El Paso, TX tutors
Education, industry and a diverse labor force help to shape life in El Paso, Texas. In El Paso, health care companies like the Sierra Providence Health Network are big employers of residents, while the Mexican Maquiladora program has helped boost industrial employment in Ciudad Juárez, El Paso's sister city. Retail firms Wal-Mart, Big 8 Food Stores and Albertson's also make the top 20, along with telemarketing, electric utilities and call centers.
El Paso is much more than the sum of its top employers. The city is uniquely positioned as a cultural center, mixing international trade, bilingual customs and a strong sense of diversity. Spanish tutors in the city make it possible to do business in more areas; El Paso has a majority population of Hispanic residents, so a facility in multiple languages helps break down barriers in both business and day-to-day life.

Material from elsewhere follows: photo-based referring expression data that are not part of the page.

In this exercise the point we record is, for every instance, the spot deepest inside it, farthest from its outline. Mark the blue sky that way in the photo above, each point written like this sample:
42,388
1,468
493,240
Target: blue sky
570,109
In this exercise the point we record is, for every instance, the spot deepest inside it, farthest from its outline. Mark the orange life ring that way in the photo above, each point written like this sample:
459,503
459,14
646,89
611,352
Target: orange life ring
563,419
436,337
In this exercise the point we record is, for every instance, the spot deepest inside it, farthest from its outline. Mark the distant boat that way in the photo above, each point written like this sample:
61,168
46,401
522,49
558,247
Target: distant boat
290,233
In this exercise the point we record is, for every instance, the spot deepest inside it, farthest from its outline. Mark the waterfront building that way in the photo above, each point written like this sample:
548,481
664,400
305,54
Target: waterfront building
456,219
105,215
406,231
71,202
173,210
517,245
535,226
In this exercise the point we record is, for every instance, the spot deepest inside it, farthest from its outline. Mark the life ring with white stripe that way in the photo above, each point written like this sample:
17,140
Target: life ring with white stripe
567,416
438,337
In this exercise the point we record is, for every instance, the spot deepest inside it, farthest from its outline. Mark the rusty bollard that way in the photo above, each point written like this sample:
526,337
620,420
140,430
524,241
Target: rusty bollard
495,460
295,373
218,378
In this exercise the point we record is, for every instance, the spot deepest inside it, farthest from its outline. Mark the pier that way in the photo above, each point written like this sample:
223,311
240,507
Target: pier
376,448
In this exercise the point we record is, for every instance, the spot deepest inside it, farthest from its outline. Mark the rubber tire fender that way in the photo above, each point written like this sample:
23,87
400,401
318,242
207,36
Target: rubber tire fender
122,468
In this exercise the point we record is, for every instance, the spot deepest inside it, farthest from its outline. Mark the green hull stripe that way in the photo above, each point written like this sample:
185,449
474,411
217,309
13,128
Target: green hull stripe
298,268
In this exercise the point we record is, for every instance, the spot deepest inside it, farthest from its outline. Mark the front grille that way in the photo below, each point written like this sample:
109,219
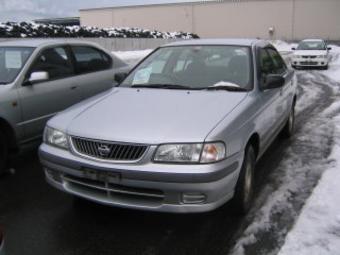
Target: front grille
309,63
311,57
108,150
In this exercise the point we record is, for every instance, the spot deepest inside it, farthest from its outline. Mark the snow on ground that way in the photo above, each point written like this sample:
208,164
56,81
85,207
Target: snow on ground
132,57
317,229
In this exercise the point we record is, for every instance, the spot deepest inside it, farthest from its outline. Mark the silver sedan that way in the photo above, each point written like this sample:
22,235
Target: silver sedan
181,133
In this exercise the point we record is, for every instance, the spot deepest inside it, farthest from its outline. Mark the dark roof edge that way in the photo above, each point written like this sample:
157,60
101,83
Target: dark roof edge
152,5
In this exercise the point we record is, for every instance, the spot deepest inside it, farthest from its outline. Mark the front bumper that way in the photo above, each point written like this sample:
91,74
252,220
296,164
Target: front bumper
144,185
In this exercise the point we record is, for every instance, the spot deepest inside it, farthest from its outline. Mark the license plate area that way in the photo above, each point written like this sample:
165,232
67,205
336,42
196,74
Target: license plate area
102,176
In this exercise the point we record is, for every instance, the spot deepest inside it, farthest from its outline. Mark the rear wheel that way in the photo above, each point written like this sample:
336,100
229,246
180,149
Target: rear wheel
288,129
245,185
3,153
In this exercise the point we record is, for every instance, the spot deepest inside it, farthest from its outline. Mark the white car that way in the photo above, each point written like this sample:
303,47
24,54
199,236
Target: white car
311,53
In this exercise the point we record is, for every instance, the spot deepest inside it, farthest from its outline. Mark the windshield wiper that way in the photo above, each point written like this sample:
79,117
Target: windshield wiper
227,88
163,86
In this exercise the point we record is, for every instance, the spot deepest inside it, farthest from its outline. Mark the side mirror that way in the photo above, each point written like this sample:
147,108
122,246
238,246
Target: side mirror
119,77
36,77
274,81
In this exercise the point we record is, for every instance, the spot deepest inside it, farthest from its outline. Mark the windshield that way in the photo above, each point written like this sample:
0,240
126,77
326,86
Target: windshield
194,67
312,45
12,60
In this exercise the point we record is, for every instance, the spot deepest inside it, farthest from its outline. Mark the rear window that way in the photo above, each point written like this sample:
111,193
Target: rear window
89,59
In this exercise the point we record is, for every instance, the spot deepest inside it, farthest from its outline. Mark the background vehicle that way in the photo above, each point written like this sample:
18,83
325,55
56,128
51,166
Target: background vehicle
200,114
311,53
39,78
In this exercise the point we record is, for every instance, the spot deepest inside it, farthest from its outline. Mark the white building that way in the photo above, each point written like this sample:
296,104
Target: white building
284,19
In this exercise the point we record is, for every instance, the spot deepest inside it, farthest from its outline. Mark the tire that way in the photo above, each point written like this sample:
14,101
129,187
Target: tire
288,129
245,185
3,153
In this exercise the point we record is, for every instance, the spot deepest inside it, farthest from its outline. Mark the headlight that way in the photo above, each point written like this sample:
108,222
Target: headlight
55,137
190,153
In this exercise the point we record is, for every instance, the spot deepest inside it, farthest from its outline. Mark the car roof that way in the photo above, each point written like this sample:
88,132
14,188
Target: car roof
36,43
222,41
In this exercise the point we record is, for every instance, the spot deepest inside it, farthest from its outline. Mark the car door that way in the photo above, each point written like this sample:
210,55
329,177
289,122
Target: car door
269,98
286,92
41,100
94,69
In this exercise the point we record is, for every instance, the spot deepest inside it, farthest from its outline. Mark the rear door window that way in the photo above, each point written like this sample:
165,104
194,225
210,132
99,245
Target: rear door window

Find El Paso tutors at local colleges and universities
If you're looking for tutors in El Paso, consider the resources you'll find in the city's higher education community. The city is home to the University of Texas at El Paso, which enrolled over 22,000 students in 2010. UTEP is a tier one national research university and will soon be home to the new College of Health Sciences/School of Nursing Building, sure to be a draw for aspiring health care workers in the area. Over 30 career and technical training facilities can also be found in El Paso, along with El Paso Community College (EPCC), one of the largest community colleges in the country.
El Paso Fast Facts
- El Paso is home to over 30 career and technical training facilities.
- Top employers in El Paso include the Sierra Providence Health Network, Wal-Mart and the Las Palmas and Del Sol Regional Healthcare System.
- El Paso is the sixth-largest city in the state of Texas.
Texas State Facts
- The U.S. Department of Education reports that 48.6 percent of all students across the state of Texas are Hispanic.
- Over 4.8 million students attended 7,609 elementary and secondary schools in Texas in the 2009-10 school year.
- That same year, over half of all students in Texas qualified as low-income.